Although six of the original members of Buena Vista Social Club have died since the band’s Grammy winning album was recorded, the band still tours around the world. This has taken some critics to say that Buena Vista is a brand more than a band. In reality, Buena Vista Social Club was always a brand (actually Ry Cooder’s), which brought Cuban son to the United States and Europe. Cooder has found a market niche in World music: his most recent offspring is a fusion of Irish and Mexican traditional music.
In the case of Buena Vista, Cooder gathered all the musicians (some of them were famous before Buena Vista; others were not), did all the promotion, and eventually took Wim Wenders to film the documentary about the band’s members and their performances in Amsterdam and New York.
After the album and the film, Cuba’s tourism industry grew exponentially and, from what I have heard, you can find 50,000 bands (probably 5,000,000) in the streets of La Havana who play the same songs as Buena Vista. In a way, Cooder and Wenders have done more for Cuba’s tourism industry than anything else.
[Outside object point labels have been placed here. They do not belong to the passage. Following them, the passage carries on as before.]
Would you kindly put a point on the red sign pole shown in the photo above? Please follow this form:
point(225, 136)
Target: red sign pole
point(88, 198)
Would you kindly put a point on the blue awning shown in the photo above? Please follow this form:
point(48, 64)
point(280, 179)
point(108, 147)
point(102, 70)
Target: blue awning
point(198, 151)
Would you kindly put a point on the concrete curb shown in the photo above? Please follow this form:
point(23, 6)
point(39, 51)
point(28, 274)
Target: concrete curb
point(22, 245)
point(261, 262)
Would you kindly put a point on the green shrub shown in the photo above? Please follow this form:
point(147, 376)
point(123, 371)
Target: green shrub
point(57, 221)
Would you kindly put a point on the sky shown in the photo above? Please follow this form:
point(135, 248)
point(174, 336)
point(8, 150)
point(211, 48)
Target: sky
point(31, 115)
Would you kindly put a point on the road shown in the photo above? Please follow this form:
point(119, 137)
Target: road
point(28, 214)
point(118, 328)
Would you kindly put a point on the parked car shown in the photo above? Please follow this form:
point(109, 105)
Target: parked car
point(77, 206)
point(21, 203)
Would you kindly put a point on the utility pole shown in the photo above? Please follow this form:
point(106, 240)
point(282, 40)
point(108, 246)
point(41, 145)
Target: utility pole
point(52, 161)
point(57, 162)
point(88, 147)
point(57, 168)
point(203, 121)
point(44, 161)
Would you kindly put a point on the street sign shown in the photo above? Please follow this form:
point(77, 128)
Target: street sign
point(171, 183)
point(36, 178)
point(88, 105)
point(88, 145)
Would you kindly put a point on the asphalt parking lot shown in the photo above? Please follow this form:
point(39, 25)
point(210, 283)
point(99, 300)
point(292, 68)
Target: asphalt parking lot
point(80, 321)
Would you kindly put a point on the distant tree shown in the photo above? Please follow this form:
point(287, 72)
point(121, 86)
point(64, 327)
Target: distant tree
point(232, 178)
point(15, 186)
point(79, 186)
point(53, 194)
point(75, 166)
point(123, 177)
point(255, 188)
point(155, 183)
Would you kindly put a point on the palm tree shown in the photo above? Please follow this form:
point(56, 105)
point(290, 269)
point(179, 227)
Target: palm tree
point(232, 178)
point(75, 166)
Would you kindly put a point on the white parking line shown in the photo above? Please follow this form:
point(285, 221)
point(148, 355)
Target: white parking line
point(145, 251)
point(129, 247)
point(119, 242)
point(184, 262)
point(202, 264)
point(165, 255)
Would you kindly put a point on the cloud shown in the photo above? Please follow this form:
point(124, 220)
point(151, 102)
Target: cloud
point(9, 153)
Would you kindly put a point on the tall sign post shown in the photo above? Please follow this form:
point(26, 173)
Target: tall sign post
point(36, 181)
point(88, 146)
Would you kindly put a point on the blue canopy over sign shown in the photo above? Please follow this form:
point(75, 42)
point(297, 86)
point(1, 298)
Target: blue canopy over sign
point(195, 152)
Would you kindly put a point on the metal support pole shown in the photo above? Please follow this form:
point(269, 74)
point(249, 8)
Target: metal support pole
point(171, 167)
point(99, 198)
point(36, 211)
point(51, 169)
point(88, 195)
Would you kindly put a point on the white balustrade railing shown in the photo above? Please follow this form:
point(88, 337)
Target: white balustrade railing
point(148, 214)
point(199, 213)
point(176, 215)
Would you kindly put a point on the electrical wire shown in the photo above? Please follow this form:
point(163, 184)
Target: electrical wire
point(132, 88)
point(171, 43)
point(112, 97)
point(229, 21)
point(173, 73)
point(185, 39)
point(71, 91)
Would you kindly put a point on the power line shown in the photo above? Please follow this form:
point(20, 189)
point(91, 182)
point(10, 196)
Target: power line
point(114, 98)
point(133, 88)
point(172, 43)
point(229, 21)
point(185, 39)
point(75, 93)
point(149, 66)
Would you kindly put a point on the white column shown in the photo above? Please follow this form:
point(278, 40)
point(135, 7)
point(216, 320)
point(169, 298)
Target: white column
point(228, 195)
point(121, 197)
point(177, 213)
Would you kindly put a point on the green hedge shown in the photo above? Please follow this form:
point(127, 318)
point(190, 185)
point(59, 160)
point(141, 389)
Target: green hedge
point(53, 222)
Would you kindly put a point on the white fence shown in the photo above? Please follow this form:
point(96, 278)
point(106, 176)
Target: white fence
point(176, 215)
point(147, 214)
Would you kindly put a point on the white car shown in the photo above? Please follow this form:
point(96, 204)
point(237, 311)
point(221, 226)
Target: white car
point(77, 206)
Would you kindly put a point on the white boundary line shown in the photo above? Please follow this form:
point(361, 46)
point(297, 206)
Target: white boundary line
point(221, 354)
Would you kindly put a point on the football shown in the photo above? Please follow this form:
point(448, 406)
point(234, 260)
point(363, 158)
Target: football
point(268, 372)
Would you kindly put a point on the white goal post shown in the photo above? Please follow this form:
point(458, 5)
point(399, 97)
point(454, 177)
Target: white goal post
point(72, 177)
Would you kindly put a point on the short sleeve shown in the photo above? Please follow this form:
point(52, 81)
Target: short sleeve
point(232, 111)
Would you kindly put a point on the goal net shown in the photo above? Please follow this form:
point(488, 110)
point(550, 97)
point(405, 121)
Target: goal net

Cooder and Wenders has been criticized for showing just a part of Cuban folklore, making the Batista years looking like a golden age, and for commercializing Cuban music and making money. Probably they are, indeed, evil people, but even if they are, I am still of the view that the World is better off after re-discovering Cuban music. Probably there are 5 thousands (or even billions) musicians as good as (or probably better than) Ibrahim Ferrer or Rubén González, but we would not ask ourselves these questions without Buena Vista. Those who are interested in the answer will always be able to go to Cuba and figure it out.
With the exception of the scene where González is playing in a children gymnasium, Wender’s documentary is awful: the handy-cam that records the scenes in La Havana never stops moving and the voices of the band members when they tell their stories interfere with the music. I do not know how to solve that, I just know that I did not like it.